Ray Johnson. Untitled (65 10 05), 1965. Gift of the William S. Wilson Collection of Ray Johnson. Credit: Courtesy the Art Institute of Chicago

My favorite part of the show might be a set of moticos displayed in the middle of the first gallery. Shown on a platform and protected by plexiglass, this grouping of little cardboard constructions is not unlike an old-fashioned city diorama. Each individual piece was once mailed to a particular person, but has now come to rest among its cohort for a time to sing in polyphony to passersby.

Every artist needs a collector and archivist in order not to be lost to time, and in this aspect Johnson hit the jackpot with William Wilson. Wilson, along with a few assistants and friends, saved and organized every piece Johnson sent him. In this way, he, along with everyone else who ever got something from the artist, became his collaborator. Comprising 173 three-ring binders and around 100 framed pieces, Wilson’s archive was acquired by the Art Institute in 2018. This show and catalog is but the start of a project to study and understand one of the more unique talents of the 20th century. There is some irony of course in the idea of a cultural institution dedicated by definition to the preservation of timeless masterworks taking on an artist whose modus operandi revolved around ephemera and impermanence. Johnson wasn’t at all sure his work should ever be framed or displayed. To him, this killed off the possibility of its morphing further into yet-unknown states.
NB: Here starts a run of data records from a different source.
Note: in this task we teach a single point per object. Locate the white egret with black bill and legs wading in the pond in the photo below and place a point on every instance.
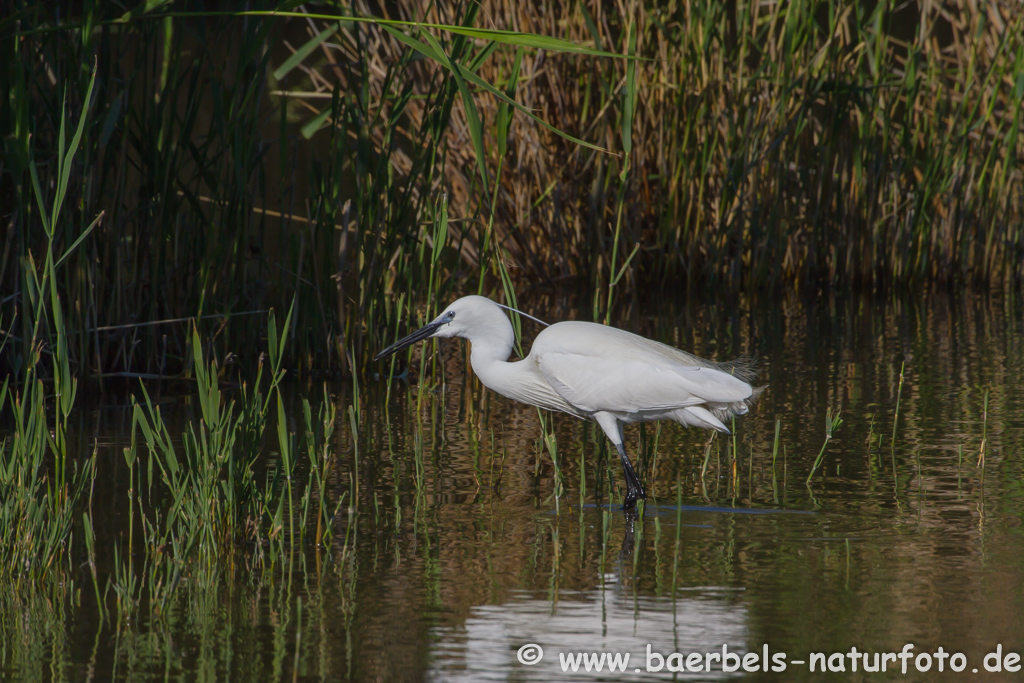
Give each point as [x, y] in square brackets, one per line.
[595, 372]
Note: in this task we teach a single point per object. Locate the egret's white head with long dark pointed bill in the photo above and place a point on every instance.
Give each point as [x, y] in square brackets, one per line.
[475, 318]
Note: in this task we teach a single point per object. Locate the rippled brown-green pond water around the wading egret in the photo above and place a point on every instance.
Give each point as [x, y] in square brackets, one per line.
[458, 559]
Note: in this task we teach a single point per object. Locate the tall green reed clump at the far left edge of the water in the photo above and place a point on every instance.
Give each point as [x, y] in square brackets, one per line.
[42, 487]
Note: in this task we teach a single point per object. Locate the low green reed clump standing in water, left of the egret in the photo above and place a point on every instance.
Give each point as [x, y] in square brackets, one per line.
[208, 498]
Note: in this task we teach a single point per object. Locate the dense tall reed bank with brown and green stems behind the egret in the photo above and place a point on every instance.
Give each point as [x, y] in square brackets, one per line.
[735, 129]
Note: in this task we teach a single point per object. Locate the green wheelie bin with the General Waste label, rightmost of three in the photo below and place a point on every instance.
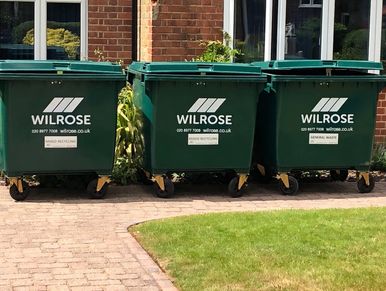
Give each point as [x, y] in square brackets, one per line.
[317, 115]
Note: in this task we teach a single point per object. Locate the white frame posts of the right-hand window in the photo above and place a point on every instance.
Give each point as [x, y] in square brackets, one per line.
[327, 28]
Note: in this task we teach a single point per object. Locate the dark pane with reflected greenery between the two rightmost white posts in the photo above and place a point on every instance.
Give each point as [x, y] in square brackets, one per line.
[351, 31]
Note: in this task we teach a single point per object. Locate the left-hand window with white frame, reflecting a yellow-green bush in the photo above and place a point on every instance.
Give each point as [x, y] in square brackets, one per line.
[43, 29]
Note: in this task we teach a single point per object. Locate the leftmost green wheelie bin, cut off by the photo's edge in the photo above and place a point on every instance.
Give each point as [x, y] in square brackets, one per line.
[58, 118]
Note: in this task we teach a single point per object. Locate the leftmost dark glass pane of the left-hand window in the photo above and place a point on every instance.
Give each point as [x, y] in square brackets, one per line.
[16, 23]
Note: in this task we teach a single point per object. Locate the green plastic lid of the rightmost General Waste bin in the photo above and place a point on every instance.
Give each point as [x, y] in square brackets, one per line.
[318, 64]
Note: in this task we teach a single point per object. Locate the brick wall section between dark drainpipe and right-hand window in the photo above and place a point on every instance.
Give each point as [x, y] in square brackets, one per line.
[177, 26]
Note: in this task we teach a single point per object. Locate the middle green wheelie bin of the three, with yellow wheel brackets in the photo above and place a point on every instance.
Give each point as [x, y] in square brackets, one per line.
[198, 117]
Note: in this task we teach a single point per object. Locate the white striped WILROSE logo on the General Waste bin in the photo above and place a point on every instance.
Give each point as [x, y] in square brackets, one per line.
[324, 112]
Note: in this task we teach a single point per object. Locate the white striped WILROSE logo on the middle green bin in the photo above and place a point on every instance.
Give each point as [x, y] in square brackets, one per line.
[204, 106]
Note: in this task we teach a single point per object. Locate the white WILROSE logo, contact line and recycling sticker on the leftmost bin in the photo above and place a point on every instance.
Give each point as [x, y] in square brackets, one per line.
[57, 121]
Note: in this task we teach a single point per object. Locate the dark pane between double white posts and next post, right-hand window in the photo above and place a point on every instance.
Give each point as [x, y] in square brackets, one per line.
[303, 30]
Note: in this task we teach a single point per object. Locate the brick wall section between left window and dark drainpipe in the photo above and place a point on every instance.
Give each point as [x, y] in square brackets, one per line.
[109, 29]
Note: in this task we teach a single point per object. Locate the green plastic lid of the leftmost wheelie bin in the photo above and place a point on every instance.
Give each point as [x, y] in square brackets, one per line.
[20, 66]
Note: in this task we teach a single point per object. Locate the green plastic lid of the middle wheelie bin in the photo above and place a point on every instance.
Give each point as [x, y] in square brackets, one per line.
[194, 68]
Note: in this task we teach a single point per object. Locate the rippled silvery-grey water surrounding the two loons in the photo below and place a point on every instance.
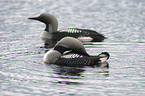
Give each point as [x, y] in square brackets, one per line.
[23, 73]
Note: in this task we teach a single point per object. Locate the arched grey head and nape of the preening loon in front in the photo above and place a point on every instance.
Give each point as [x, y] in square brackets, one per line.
[73, 44]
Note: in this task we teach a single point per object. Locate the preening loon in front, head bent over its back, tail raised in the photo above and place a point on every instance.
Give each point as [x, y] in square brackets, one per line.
[69, 51]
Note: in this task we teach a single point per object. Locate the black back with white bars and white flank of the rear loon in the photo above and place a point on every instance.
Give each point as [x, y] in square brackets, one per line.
[92, 35]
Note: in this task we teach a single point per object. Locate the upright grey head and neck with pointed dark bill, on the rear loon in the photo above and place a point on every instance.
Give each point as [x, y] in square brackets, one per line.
[49, 20]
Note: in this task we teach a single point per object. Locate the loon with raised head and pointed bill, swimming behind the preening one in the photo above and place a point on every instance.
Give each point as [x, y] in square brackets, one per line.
[51, 31]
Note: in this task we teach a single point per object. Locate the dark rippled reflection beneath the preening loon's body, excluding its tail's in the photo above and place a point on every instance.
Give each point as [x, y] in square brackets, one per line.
[67, 75]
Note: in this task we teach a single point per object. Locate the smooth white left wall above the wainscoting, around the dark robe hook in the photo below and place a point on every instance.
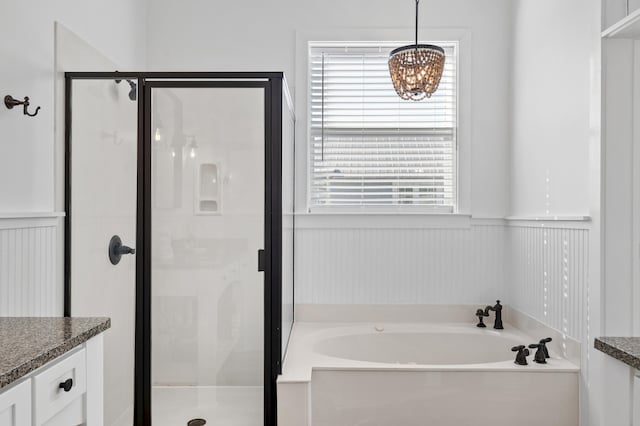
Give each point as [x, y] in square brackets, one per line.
[115, 28]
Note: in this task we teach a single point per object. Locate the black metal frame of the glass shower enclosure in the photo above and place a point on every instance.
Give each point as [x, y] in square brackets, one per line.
[272, 83]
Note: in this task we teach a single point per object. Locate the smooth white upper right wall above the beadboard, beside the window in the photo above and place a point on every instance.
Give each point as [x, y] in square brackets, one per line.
[552, 57]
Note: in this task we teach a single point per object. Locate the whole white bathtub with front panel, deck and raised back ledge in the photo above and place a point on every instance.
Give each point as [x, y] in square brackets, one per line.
[386, 372]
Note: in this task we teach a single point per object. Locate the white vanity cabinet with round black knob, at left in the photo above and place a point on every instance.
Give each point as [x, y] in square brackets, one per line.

Ray Johnson. Rimbaud, 1957–60 Promised gift of The William S. Wilson Collection of Ray Johnson. © Ray Johnson Estate Credit: Courtesy the Art Institute of Chicago

When our plague lockdown began nearly two years ago, I was forced to pivot my mode of art-making inward. Rather than drawing people on the bus or playing music in small clubs, I began to dig through old sketchbooks, homework assignments, letters, and other flotsam for inspiration and points of departure. I inadvertently stumbled into an intuitive mode of collage-making that I now know jibes with Johnson’s efforts from decades back. It’s like having a talk with an old friend I’ve never met.